Britain, the United States and 18 other members of the Organization for the Prohibition of Chemical Weapons (OPCW) have voted down a proposal by Russia to add a broad array of deadly agents to the Chemical Weapons Convention (CWC) arms control treaty.
The British delegation to the OPCW announced in a tweet on Monday that it was joining a 20-nation group opposed to the move, shortly before the OPCW Executive Council members reconvene for a meeting in The Hague.
UK fully supports Canada, Netherlands, US proposal to add 2 families of novichok chemicals, including the substance used in Salisbury, to CWC control lists. This demonstrates resolve of international community to address very real threat posed by new types of chemical weapons.
— UK Delegation OPCW (@UK_OPCW) February 25, 2019
The OPCW meeting rejected Russia’s proposal in a 20-9 vote while 10 nations abstained from voting.
According to Netherland’s delegation, Russia had called for the inclusion of five chemical families on the list.
The British delegation noted that the OPCW Technical Secretariat "has been clear some elements of proposal don’t meet criteria for inclusion."
Yet the group said London "fully supports Canada, Netherlands and US proposal to add two families of Novichok chemicals, including the substance used in Salisbury, to CWC control lists."

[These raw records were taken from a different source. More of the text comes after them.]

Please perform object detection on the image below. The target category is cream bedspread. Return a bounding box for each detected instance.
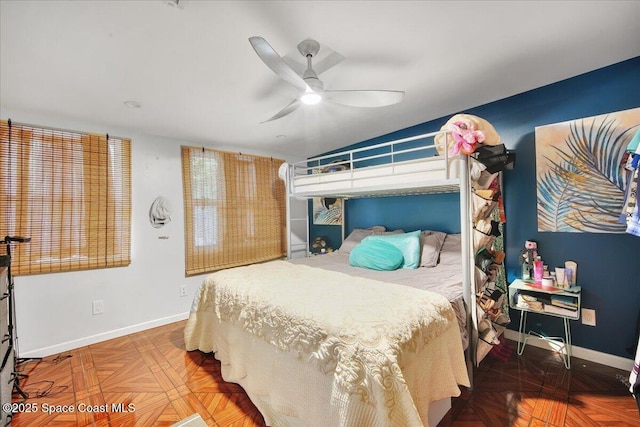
[185,261,469,427]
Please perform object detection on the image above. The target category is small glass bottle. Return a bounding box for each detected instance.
[533,257,544,284]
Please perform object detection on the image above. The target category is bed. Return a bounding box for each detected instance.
[185,128,510,427]
[185,234,470,427]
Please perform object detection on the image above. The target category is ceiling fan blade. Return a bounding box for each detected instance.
[313,52,345,74]
[249,37,308,92]
[323,90,404,107]
[261,98,302,123]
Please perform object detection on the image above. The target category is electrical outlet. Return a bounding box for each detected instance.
[91,300,104,315]
[582,308,596,326]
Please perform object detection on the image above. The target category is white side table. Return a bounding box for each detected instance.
[509,279,582,369]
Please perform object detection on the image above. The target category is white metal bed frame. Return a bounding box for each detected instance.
[285,131,479,386]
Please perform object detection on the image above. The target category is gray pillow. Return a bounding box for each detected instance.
[420,230,447,267]
[440,234,462,265]
[339,225,386,254]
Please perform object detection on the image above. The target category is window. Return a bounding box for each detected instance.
[0,121,131,275]
[182,147,287,276]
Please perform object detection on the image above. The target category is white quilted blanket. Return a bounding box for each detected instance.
[185,261,469,426]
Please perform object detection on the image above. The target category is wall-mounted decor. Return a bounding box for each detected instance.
[535,108,640,233]
[313,197,342,225]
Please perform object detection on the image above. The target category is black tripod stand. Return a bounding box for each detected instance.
[0,236,31,399]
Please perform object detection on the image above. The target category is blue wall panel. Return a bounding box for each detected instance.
[314,57,640,358]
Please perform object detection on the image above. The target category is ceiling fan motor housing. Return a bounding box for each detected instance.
[298,39,320,58]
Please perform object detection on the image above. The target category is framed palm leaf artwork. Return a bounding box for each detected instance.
[313,197,342,225]
[535,108,640,233]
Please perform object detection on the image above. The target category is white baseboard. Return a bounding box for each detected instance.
[504,329,633,372]
[17,312,189,359]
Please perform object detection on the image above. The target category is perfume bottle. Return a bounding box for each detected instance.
[533,257,544,284]
[522,260,531,280]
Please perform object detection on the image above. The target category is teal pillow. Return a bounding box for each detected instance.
[362,230,420,268]
[349,239,404,271]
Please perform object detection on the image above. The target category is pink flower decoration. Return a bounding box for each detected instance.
[449,121,484,156]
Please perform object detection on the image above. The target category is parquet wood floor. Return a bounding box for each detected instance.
[6,322,640,427]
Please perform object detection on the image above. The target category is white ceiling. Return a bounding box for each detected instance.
[0,0,640,158]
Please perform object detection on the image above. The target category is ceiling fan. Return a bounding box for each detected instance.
[249,37,404,123]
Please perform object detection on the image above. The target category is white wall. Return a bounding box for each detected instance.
[2,108,292,357]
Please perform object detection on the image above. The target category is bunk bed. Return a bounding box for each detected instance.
[185,125,510,427]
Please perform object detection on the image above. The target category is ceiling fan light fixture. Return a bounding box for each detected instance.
[300,92,322,105]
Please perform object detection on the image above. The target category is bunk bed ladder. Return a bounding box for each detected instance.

"This demonstrates resolve of the international community to address a very real threat posed by new types of chemical weapons," it said in another tweet.
Novichok, a deadly nerve agent, took the headlines last April, when unknown assailants used it to attack Russian double agent Sergei Skripal and his daughter outside a mall in Salisbury, their city of residence.
British prosecutors ruled that Moscow was directly involved in the apparent assassination attempt, arguing that Novichok, as the name suggested, was only in Russia’s possession.
Moscow dismissed the allegations, arguing that Novichok was a Soviet-era chemical that many countries, including the US and the UK, had experienced with.
Last November, when tensions between the two sides reached their peak, Moscow said it was planning to hand over its evidence on Novichok-related research to the OPCW.
Viktor Kholstov, director of the Russian Industry and Trade Ministry’s department on implementation of convention liabilities, said then that Russia had also listed hundreds more chemical agents that the US and other countries had patented long before the CWC was signed in late 1990s and were therefore excluded from it.
"The Americans held back those chemicals, despite the fact that they already knew that those were highly toxic substances," Kholstov said.
"There are about 400 such toxic agents," Kholstov said, adding that Russia had identified 600 more agents that needed to be added to the CWC. "About 1,000 toxic agents are to be added to the Convention’s lists."